Areas of California affected by wildfires may have an inadequate supply of emergency housing for victims because those markets were already facing severe inventory shortages, industry experts warn. The fires have torn through Northern California’s wine country, destroying thousands of homes and businesses. In particularly hard-hit Santa Rosa, rents are already among the highest in the country. Inventory shortages and skyrocketing home values there may leave displaced homeowners with few options while their houses are being rebuilt. Prior to the fires, the Santa Rosa apartment occupancy rate was 96.5 percent, according to RealPage data.
Burbank Housing, Sonoma County’s largest operator of affordable housing units, had 15,000 people on its waiting list for low-income apartments even before the fires began, CEO Lawrance Florin told Bloomberg. That number will undoubtedly swell and put even greater pressure on an already tight rental market.

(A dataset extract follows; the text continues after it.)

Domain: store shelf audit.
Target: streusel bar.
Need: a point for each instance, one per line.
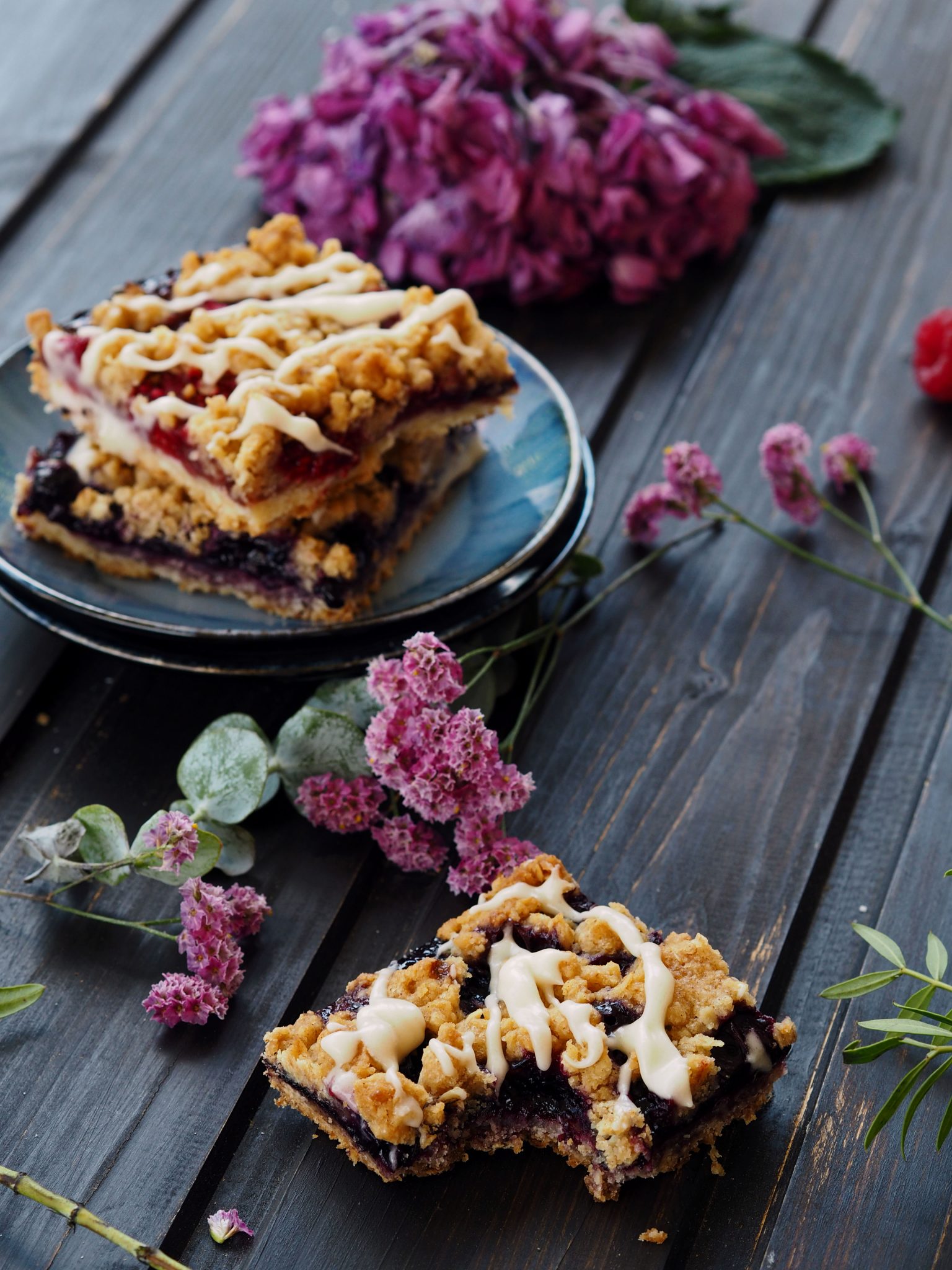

Florin says he hopes the fires prompt state and local politicians to revisit their restrictions on new construction. Some critics blame restrictive state and local zoning regulations for making new-home building too pricey and time-consuming across the state. “There’s the possibility that as folks start to rebuild, they do so with higher density and more units,” Florin says.
Housing shortages have been common across the country, and a natural disaster can make it even worse, says Nela Richardson, chief economist at Redfin. “The housing system can’t handle the shock,” she says. “Any event—even a big rainstorm that floods out several basements in a neighborhood—something as trivial as that can overwhelm the system.”
The fires continue to burn in California, with more than 221,000 acres of land and an estimated 3,500 homes and other structures destroyed, according to the California Department of Forestry and Fire Protection. At least 40 people have died in the wildfires.